Interdependence

Sometimes my blogs here get a little esoteric but bear with me.

I just finished a wide ranging review of the NB economy over ten years.  I can’t share the data here – or my client might not cut me a cheque but there was one interesting stat I will share.

As we have talked about before, government spending has been rising faster than private economy spending by 2-3 times – depending on how far back you go.  As far back as the latter 1990s, government spending has been triple the rate of inflation and well over double the rate of GDP growth.

Common sense (and basic math) tells us that can’t continue forever.  At that rate of growth by about 2100 there would be no private economy left (impossible because of Laffer).   But was it a bad thing that government sector outspent the private sector for the past 15 years by a wide margin?

If you drill down much of the surplus revenue came from energy royalties and GST/PST increases.  That money was doled out to places like New Brunswick and spent.  There was a little debt reduction but very little.  Most of it went to fund 5,000 new positions in public administration, health care and education as well as to public capital spending.  There were some tax cuts but they were marginal.

So, let’s say the government back in 1995 said we are going to cap public spending at the rate of inflation.  Sounds reasonable given that the population was about to stagnate and drop into decline.  All that excess money would be put back into the hands of NBers and we would faithfully save it into our RRSPs.

And then the Wall Street boys would fritter it away by hiding the risk associated with over inflated U.S. housing prices and causing a massive stock market crash that lingers until today.  My very small RRSP holdings are lower now then they were nine years ago.

My point is at least this way we have new hospitals and nurses.   I guess this is the esoteric part – would tax cuts have stimlated private economic growth or attracted people and investment here?  Or was the government wise to just plough our share of Alberta oil revenues into health care?  Is our health care system 80% better today than 10 years ago because of the 80 % increase in spending?

I come down on the middle of this – maybe a good New Brunswick waffle – but I think we need to have proper investment by government in public infrastructure, the social safety net and hopefully economic development but I think there should be some logic to the spending.

The problem with blowing up the health care budget by 80% and thousands of new jobs with a stagnant population is that people now expect this rate of growth.  It’s going to be hard to reign in spending over the next 5-10 years.  Maybe we should have spent more time thinking about how to reform the system while the dough was pouring in.  Now it becomes harder because the funds that could have been used to change the system (say through upfront capital spending on technology) will not be there.

Enough rambling for now but I think Chris Baker is right (see previous post comment) about applying logic to government spending and, now, spending restraint.

2 thoughts on “Interdependence

  1. > Is our health care system 80% better today than 10 years ago because of the 80 % increase in spending?

    Probably. When I arrived here 10 years ago it was pretty bad. I couldn’t get a doctor, there weren’t clinics, the hospitals were like third world facilities.

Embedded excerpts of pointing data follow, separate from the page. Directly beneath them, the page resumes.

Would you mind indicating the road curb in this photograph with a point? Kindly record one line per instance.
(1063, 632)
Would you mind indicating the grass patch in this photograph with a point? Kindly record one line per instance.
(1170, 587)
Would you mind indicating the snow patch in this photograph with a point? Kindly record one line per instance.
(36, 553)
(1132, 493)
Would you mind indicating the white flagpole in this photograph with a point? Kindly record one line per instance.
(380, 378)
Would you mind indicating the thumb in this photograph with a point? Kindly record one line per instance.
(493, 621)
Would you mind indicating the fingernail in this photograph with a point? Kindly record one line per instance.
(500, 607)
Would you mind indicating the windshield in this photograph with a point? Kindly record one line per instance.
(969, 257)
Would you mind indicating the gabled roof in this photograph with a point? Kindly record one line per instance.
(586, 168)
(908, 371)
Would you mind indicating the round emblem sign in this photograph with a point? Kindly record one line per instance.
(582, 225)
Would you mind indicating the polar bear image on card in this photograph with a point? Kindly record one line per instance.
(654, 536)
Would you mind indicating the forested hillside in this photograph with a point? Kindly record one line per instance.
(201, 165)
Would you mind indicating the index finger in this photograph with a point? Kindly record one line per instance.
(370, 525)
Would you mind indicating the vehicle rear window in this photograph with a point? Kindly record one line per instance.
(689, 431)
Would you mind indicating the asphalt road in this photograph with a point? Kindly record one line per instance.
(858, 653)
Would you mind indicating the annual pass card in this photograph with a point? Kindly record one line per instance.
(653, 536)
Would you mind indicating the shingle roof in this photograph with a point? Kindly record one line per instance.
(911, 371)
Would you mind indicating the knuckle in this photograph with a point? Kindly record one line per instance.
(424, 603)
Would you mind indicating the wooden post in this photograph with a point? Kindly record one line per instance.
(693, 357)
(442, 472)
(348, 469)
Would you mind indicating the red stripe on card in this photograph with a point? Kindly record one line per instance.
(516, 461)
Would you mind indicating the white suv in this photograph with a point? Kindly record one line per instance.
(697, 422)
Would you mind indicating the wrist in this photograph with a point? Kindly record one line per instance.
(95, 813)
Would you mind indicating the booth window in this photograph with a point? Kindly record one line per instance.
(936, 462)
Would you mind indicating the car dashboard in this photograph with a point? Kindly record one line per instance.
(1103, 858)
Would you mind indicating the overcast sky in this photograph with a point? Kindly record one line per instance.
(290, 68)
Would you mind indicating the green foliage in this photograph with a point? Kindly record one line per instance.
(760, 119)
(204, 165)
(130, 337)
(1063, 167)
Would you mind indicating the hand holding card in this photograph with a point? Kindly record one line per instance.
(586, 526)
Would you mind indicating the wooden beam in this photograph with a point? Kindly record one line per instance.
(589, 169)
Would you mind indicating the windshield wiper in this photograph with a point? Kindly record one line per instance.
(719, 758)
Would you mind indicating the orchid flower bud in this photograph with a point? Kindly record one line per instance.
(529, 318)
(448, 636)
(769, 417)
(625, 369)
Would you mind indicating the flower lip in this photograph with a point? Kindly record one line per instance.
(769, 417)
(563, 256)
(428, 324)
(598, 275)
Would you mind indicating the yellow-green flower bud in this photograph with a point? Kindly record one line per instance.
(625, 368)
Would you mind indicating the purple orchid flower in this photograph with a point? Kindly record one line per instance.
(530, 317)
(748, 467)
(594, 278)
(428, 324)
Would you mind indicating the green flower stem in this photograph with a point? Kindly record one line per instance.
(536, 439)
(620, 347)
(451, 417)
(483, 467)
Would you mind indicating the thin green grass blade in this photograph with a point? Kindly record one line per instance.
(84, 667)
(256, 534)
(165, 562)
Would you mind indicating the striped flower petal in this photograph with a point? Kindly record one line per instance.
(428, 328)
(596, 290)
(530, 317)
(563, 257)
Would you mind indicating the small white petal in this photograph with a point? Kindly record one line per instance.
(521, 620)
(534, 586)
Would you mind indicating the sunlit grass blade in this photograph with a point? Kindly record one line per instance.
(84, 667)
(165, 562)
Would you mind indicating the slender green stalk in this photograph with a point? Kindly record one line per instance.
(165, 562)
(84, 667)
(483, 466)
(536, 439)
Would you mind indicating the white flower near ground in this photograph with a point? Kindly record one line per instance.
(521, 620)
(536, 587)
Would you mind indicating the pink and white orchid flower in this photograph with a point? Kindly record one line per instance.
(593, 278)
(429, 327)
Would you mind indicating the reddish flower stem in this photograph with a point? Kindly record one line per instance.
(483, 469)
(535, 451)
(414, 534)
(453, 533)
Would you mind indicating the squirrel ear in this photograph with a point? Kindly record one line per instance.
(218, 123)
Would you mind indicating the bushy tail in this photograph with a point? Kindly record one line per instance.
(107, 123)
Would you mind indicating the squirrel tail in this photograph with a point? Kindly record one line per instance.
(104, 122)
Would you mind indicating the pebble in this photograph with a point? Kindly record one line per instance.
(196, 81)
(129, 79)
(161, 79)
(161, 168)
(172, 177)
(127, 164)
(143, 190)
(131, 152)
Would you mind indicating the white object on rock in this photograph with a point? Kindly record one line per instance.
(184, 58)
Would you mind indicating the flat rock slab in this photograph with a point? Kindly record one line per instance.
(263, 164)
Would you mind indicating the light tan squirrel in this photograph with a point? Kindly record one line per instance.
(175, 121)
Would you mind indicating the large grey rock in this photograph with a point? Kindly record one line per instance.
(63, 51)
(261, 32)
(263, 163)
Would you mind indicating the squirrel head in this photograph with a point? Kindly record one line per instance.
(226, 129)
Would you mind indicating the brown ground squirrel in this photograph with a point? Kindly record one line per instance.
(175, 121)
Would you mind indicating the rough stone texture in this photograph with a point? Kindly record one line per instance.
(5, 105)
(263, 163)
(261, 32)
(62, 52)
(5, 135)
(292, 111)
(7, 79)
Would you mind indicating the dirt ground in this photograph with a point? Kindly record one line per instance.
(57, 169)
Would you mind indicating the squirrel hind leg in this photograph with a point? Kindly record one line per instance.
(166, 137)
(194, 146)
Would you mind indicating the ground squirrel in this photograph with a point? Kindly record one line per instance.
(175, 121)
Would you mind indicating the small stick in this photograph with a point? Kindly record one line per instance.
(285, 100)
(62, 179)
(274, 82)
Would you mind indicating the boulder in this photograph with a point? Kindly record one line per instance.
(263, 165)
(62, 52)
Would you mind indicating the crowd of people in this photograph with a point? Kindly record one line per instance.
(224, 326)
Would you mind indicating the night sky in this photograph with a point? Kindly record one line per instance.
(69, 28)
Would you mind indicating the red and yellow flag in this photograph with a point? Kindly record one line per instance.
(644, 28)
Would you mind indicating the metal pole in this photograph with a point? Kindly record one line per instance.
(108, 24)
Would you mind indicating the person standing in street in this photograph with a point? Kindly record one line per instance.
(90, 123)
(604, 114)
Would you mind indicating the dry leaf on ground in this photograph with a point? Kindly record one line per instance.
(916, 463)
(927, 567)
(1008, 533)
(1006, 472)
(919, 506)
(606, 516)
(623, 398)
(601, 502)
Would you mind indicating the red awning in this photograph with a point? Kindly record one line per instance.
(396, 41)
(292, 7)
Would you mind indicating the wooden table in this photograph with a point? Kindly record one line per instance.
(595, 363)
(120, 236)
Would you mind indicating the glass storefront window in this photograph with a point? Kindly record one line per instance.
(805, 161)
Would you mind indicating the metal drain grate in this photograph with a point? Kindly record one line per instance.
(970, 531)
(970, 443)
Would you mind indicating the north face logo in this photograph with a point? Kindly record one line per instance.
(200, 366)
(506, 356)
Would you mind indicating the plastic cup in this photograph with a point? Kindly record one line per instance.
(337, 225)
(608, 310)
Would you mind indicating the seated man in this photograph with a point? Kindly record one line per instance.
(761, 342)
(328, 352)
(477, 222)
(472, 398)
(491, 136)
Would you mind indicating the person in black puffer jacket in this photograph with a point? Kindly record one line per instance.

    It took a while for things to get going, but we’re now to the point where we actually have some modern facilities, people can get doctors, and there are numerous walk-in clinics (well, not quite ‘walk-in’, because *nobody* in this province ever leaves the province to see how it’s done better elsewhere).

    I’m not sure there’s an 80 percent improvement in any particular statistic, though. Specialists are still playing games with waiting lists (oh, no, no appointments… we’ll call YOU). Clinics and hospitals are still using paper records. There are shortages in staff – Dumont blood testing is normally very efficient, for example, but if just one person is out, there’s no back-up, and it bogs down.

    That’s the thing with statistics – they don’t always report what you think they report, and very small things can make very large differences (and mask, in this case, a lot of improvement).

    That said…

    > I think there should be some logic to the spending.

    Well, who could deny that?

    The question is – what logic? The logic that protects entrenched business interests, allows people to keep doing favours for people, and says “oh well, there’s no growth, just cut spending?”

    Or, maybe something better?

  2. ” As far back as the latter 1990s, government spending has been triple the rate of inflation and well over double the rate of GDP growth.”

    Nationally, the share of GDP spent on health has risen from around 7% in the 1970s to about 10% now. That seems to be largely the result of drug costs, rather than infrastructure spending. There were a series of years in the late 80s and early 90s when health spending was suppressed; the resulting outcry has resulted in more dollars being spent on infrastructure but that seems like more of a rebound than a real change. Is the situation in NB that much different? CIHI data suggest that in NB spending was below inflation in the late eighties to early nineties – what goes around, comes around.

    When comparing spending rates to inflation and GDP, you have to take a very long timeline due to the nature of the system. Otherwise you get a distorted picture. When healthcare spending is increased to account for more costly drugs and a delayed replacement of facilities, and the economy dips, you can get a picture of spending re GDP that is out-of-whack. In NB, we have a decade or so of poor growth; if that continues then we are going to have some hard choices.

    You are correct that these sorts of increases are not sustainable in the long run. NBers get a false picture of finances due to the incoming transfer payments. We need more reminders re the differences between what we pay in taxes and what we receive in services.